What Color Is Red?
On arbitrary nature of human perception and values
Ask any Kabbalist and they will tell you that the world is a lie. Similarly, ask a Buddhist or a Vedantin and they, too, will unequivocally assert that the world as you perceive it is an illusion. And you can find the same sentiment in Plato.
It’s then quite ironic that there is an ongoing discussion that goes back to Greek philosophy and which revolves around the question, “Is the red color that I see the same red color that you see?”
I say it’s ironic but it’s actually not surprising. After all, despite the esteem in which it was (and continues to be) held and revered ever since, Greek philosophy (sans few exceptions such as Parmenides, partly Heraclitus and Plato, or Aristotelian logic) was more a self-indulgent mind masturbation than a deep insight into the nature of reality (which may also explain the ridiculous character of vast majority of Western thought which confuses impenetrable language and pompous proclamations with profundity — however, that’s beside the point).
Although it seems to me that the original question was asked as a roundabout way of inquiring about objective nature of world, let’s forgo any and all possible implications and let us focus on actual facts in relation to the original question as stated.
When we start with actual mechanics of how (not only human) vision works, few observations immediately pop out.
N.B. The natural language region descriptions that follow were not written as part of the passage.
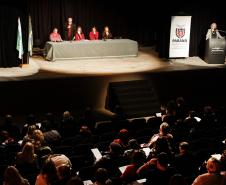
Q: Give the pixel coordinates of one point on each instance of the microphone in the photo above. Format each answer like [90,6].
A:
[222,31]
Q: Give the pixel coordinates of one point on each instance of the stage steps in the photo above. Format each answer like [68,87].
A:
[136,98]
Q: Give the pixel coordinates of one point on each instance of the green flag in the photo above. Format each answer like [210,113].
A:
[19,44]
[30,37]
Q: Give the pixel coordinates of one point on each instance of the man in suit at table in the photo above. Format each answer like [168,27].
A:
[69,29]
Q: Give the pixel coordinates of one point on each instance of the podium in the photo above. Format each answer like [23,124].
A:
[215,51]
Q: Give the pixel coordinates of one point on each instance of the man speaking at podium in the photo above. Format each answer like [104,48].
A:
[213,32]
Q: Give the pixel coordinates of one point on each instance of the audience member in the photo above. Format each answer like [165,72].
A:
[13,177]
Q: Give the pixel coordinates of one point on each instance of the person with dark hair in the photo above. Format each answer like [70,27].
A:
[123,138]
[177,179]
[10,127]
[213,32]
[185,162]
[112,160]
[164,131]
[157,170]
[13,177]
[106,33]
[79,35]
[94,34]
[130,175]
[48,174]
[27,161]
[213,175]
[75,180]
[69,29]
[55,36]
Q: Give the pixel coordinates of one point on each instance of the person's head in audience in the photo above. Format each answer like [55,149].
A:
[183,147]
[79,30]
[13,177]
[115,149]
[85,131]
[138,158]
[213,165]
[223,160]
[8,119]
[75,180]
[64,172]
[49,171]
[67,115]
[123,138]
[177,179]
[161,145]
[31,130]
[133,144]
[27,153]
[31,119]
[69,21]
[94,29]
[38,139]
[101,176]
[162,161]
[5,138]
[164,129]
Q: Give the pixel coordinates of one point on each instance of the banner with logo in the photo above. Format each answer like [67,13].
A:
[180,36]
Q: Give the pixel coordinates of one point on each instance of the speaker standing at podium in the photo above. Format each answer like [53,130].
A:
[213,32]
[215,46]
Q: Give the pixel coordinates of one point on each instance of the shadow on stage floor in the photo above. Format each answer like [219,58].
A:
[55,87]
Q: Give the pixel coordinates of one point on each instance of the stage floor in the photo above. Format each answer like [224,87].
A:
[43,86]
[146,62]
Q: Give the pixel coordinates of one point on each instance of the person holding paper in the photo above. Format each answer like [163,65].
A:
[94,34]
[69,29]
[79,35]
[106,33]
[213,32]
[55,36]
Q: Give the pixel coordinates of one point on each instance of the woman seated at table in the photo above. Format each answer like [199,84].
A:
[55,36]
[106,33]
[79,34]
[94,34]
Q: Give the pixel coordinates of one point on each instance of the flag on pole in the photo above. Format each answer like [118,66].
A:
[30,37]
[19,44]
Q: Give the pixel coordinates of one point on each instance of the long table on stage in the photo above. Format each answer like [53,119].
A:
[90,49]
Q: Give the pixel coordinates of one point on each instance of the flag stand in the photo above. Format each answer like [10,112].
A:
[24,60]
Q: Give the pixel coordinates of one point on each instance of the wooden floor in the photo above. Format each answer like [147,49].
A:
[44,86]
[147,61]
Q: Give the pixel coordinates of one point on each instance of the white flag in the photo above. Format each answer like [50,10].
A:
[19,44]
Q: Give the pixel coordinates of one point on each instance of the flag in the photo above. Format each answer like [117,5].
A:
[30,37]
[19,44]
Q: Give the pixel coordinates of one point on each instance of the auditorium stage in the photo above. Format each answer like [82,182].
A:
[146,62]
[44,86]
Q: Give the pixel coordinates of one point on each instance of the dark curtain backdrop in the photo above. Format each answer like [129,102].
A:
[9,13]
[147,23]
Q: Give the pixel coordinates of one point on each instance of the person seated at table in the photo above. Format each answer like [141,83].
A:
[94,34]
[69,29]
[79,34]
[106,33]
[55,36]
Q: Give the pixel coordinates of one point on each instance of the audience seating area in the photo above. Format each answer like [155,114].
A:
[204,130]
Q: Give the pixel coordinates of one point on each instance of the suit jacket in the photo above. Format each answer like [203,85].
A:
[72,32]
[93,36]
[209,34]
[79,37]
[105,36]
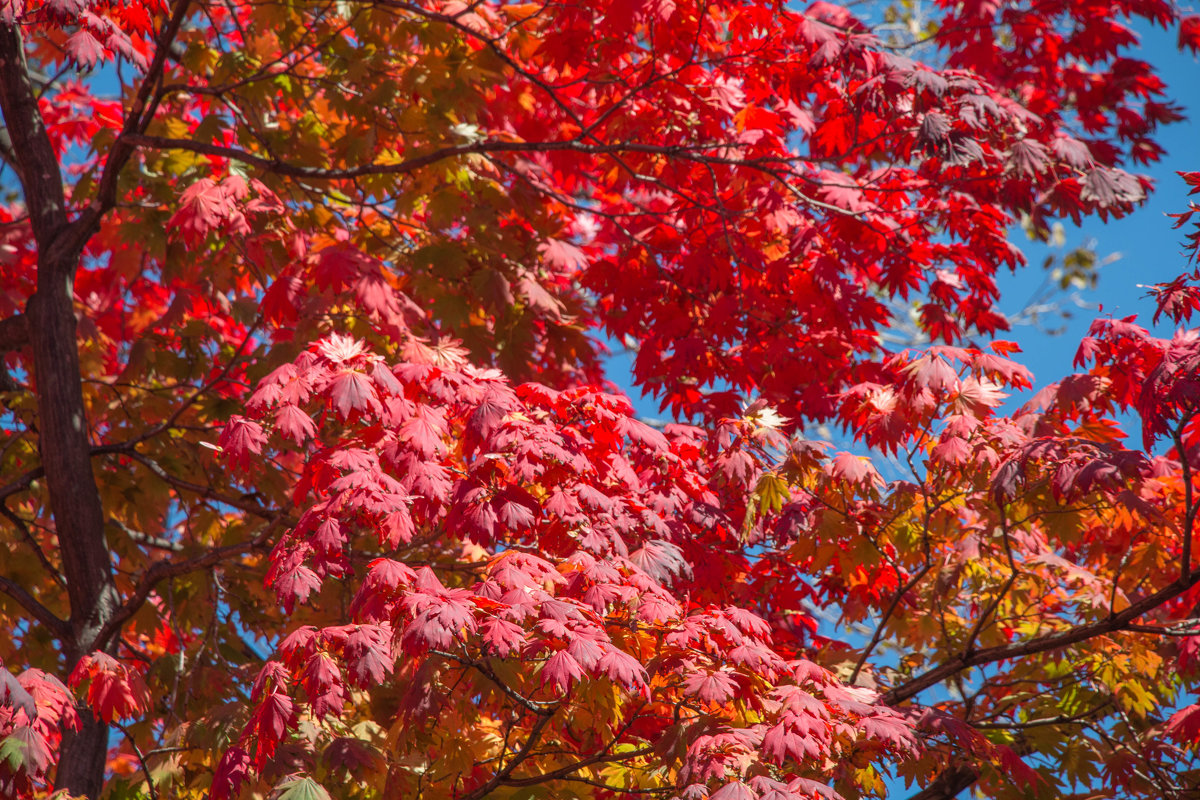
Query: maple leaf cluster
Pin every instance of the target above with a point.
(316, 486)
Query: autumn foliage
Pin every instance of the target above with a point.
(315, 486)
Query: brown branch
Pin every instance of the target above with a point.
(691, 152)
(163, 570)
(517, 759)
(13, 332)
(1042, 643)
(949, 783)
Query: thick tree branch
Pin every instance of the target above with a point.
(13, 332)
(1039, 644)
(166, 570)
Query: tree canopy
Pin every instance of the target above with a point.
(312, 483)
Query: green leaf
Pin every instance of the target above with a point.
(299, 787)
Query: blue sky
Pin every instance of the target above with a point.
(1149, 247)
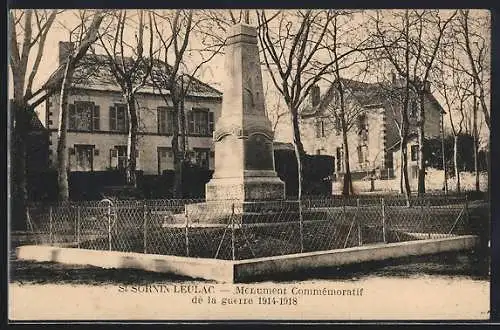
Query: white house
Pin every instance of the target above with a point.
(98, 125)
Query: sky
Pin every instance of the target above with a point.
(210, 73)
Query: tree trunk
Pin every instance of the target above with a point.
(18, 169)
(455, 161)
(299, 149)
(421, 142)
(443, 154)
(132, 141)
(62, 152)
(404, 166)
(476, 147)
(347, 188)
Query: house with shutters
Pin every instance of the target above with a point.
(98, 121)
(372, 115)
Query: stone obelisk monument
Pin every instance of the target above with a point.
(243, 137)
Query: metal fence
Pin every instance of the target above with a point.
(235, 230)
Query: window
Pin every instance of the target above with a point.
(413, 109)
(200, 157)
(118, 157)
(84, 155)
(363, 128)
(118, 118)
(362, 155)
(340, 156)
(389, 160)
(414, 152)
(165, 120)
(338, 125)
(83, 116)
(165, 159)
(320, 128)
(200, 122)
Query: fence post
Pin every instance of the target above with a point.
(233, 252)
(467, 219)
(383, 221)
(109, 227)
(186, 231)
(301, 226)
(51, 238)
(360, 235)
(78, 226)
(145, 226)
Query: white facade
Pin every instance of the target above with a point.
(100, 147)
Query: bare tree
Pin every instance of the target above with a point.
(174, 81)
(290, 43)
(455, 89)
(475, 45)
(28, 30)
(412, 50)
(396, 45)
(131, 73)
(346, 55)
(85, 37)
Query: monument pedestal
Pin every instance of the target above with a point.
(243, 139)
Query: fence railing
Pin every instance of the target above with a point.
(235, 230)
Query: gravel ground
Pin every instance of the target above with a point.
(451, 286)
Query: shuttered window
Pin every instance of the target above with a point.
(165, 120)
(83, 116)
(118, 118)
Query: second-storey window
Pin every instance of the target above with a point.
(200, 121)
(118, 157)
(320, 128)
(165, 120)
(201, 157)
(83, 116)
(414, 152)
(118, 118)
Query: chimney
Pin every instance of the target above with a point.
(65, 48)
(315, 95)
(427, 86)
(393, 77)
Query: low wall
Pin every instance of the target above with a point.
(238, 271)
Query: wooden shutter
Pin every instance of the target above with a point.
(126, 116)
(318, 128)
(96, 117)
(169, 116)
(113, 158)
(71, 116)
(161, 120)
(190, 122)
(210, 123)
(112, 118)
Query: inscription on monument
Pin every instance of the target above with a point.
(258, 153)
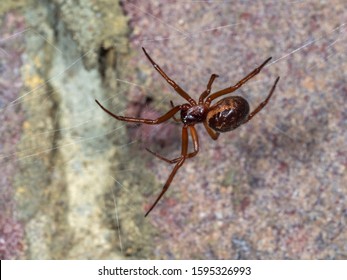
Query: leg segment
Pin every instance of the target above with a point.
(208, 89)
(173, 106)
(177, 166)
(262, 105)
(161, 119)
(195, 139)
(238, 85)
(172, 83)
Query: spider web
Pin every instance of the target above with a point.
(270, 189)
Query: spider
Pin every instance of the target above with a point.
(225, 115)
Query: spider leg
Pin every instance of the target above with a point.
(208, 89)
(262, 104)
(190, 155)
(161, 119)
(236, 86)
(172, 83)
(174, 171)
(175, 119)
(213, 134)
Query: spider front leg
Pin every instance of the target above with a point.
(172, 83)
(208, 88)
(190, 155)
(179, 163)
(159, 120)
(238, 85)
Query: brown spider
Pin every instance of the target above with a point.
(227, 114)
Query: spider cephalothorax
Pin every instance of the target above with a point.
(226, 115)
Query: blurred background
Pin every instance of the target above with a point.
(76, 183)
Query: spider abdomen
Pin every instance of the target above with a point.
(227, 114)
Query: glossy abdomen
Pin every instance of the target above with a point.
(228, 113)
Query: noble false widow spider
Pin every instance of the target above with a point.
(226, 115)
First, electromagnetic radiation is defined by its frequency and has no intrinsic color. Second, out of the very narrow sliver of frequencies (wavelengths between c. 400 to 700 nm) that we call visible light (because it’s the range that triggers photoreceptors) human visual system then constructs an approximation of the environment.
In the words of neurophysiologist Paul King, “[t]he visible light frequency absorption and reflection patterns are detected by the eye as a primitive approximation of the true reflected electromagnetic spectrum. […] So when we “see color” what we are really doing is remotely sensing aspects of the molecular composition of object surfaces in the environment, but there is quite a bit of neural processing needed to convert detected visible light into what we perceive as surface color.” MRI scans then reveal that the neural processing associated with perceiving different frequencies occurs in different parts of visual cortex and these parts are consistently the same across all observed subjects.
Some people assume that it solves the whole riddle, yet, it still says nothing about subjective or objective nature of the cognate we call color. After all, it is quite logical that the actual processing happens in the same parts of the body. But what is the actual perception?
So, let’s move on and have a look at Adelson’s checker-shadow illusion.
If you load the image into any image editing program and use an eyedropper tool to check the colors, you will find out that both squares, A and B, have the same color. And yet, your brain interprets them as two distinct shades of gray. Still, to be completely impartial, it says nothing conclusive about whether the gray you perceive is the same gray I perceive. Where it leaves no wiggle room, however, is the observation that color perception is heavily dependent on actual context.
Thus, let’s move even further.
As Natalie Wolchover writes in an article for Live Science, “In work published in the journal Nature in 2009, Neitz and several colleagues injected a virus into the monkeys’ eyes that randomly infected some of their green-sensitive cone cells. The virus inserted a gene into the DNA of the green cones it infected that converted them into red cones. This conferred the monkeys with blue, green and red cones. Although their brains were not wired for responding to signals from red cones, the monkeys soon made sense of the new information, and were able to find green and red dots in a gray image.” These findings imply that, “Even though neurons in the monkeys’ brains were wired to receive signals from green cones, the neurons spontaneously adapted to receiving signals from red cones instead, somehow enabling the monkeys to perceive new colors.”
Wolchover then continues quoting Joseph Carroll of the Medical College of Wisconsin, who was not involved in the research, commenting on the results. “The ability to discriminate certain wavelengths arose out of the blue, so to speak — with the simple introduction of a new gene. Thus, the [brain] circuitry there simply takes in whatever information it has and then confers some sort of perception.”
Now this is as clear as it gets — color is a subjective construct.
And it goes even deeper because, as Berit Brogaard writes, “The variation in color categories across languages is another indicator of the variation in color vision,” and even though, “[t]o what extent linguistic variability reflects variation in color perception is a matter of debate […] an increasing number of studies seem to suggest that this might well be the case.”
There you have it. Not only is the perception of color arbitrary on a physical level, it is also context dependent and there is a strong indication that it might be moldable by such “ethereal” factors as language and culture (all of which squares perfectly with what can be observed while meditating or “doing” psychedelics). Now, since vision is this pliable, one does not have to be a rocket scientist to see the arbitrary and consensual nature of human perception as such (*). Not to mention the utterly subjective essence of all value judgments such as meaning, aesthetics, or ethics.
Well, to answer the initial question, red has no color. And despite my stated reluctance to make any inferences, I must say that world is a lie, indeed.
(*) There is also e.g. a phenomenon well known to almost all musicians, one which I would call visual sound — one tweaks an EQ and hears clear changes in timbre of sound, only to find out that the EQ was switched off during the whole process and didn’t affect the sound at all.